ABSTRACT
The fourth year of medical school has come under recent scrutiny for its lack of structure, cost- and time-effectiveness, and quality of education it provides. Some have advocated for increasing clinical burden in the fourth year, while others have suggested it be abolished.
To assess the relationship between fourth-year course load and success during internship.
We reviewed transcripts of 78 internal medicine interns from 2011–2013 and compared the number of intensive courses (defined as subinternships, intensive care, surgical clerkships, and emergency medicine rotations) with multi-source performance evaluations from the internship. We assessed relative risk (RR) and 95% confidence interval (CI) of achieving excellent scores according to the number of intensive courses taken, using generalized estimating equations, adjusting for demographics, US Medical Licensing Examination (USMLE) Step 1 board scores, and other measures of medical school performance.

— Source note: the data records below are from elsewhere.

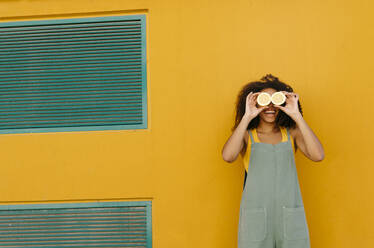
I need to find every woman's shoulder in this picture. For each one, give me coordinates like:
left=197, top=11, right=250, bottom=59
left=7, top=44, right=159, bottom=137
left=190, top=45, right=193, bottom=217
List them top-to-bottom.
left=288, top=126, right=300, bottom=139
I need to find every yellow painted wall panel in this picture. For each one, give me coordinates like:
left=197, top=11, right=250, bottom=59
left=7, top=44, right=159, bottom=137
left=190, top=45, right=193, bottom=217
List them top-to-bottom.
left=0, top=0, right=374, bottom=248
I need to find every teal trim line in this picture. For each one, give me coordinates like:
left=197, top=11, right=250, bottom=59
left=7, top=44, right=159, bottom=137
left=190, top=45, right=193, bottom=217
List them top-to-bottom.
left=0, top=14, right=148, bottom=134
left=0, top=201, right=152, bottom=248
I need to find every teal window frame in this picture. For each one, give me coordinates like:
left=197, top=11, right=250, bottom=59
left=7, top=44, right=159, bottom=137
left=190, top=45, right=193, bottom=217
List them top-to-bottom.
left=0, top=14, right=148, bottom=134
left=0, top=201, right=152, bottom=248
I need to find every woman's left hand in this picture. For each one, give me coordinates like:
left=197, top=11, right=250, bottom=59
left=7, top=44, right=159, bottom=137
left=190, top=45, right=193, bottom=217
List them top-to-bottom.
left=273, top=91, right=301, bottom=119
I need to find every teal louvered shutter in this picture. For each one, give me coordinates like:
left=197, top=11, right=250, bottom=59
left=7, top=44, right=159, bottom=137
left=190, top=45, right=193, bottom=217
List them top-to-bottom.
left=0, top=15, right=147, bottom=133
left=0, top=201, right=152, bottom=248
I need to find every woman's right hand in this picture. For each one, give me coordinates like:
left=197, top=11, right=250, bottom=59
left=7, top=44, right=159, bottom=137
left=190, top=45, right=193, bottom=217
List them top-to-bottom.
left=244, top=92, right=266, bottom=119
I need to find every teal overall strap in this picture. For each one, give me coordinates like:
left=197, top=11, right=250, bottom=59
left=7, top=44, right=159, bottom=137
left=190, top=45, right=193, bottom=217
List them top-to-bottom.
left=287, top=127, right=291, bottom=143
left=248, top=129, right=255, bottom=144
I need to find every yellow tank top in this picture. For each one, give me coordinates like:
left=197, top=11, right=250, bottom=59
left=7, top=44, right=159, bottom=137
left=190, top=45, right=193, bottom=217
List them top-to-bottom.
left=243, top=127, right=295, bottom=172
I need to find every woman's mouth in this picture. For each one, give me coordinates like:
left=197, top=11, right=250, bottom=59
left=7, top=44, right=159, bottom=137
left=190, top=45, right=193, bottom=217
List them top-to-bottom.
left=264, top=110, right=275, bottom=116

For each additional intensive course taken, the RR of obtaining an excellent score per intensive course was 1.05 (95% CI 1.03–1.07, P < .001), whereas the RR per nonintensive course taken was 0.99 (95% CI 0.98–1.00, P = .03). An association of intensive course work with increased risk of excellent performance was seen across multiple clinical competencies, including medical knowledge (RR 1.08, 95% CI 1.04–1.11); patient care (RR 1.07, 95% CI 1.04–1.10); and practice-based learning (RR 1.05, 95% CI 1.03–1.09).
For this single institution's cohort of medical interns, increased exposure to intensive course work during the fourth year of medical school was associated with better clinical evaluations during internship.
There is interest in enhancing the relevance of the fourth year of medical school for residency and practice.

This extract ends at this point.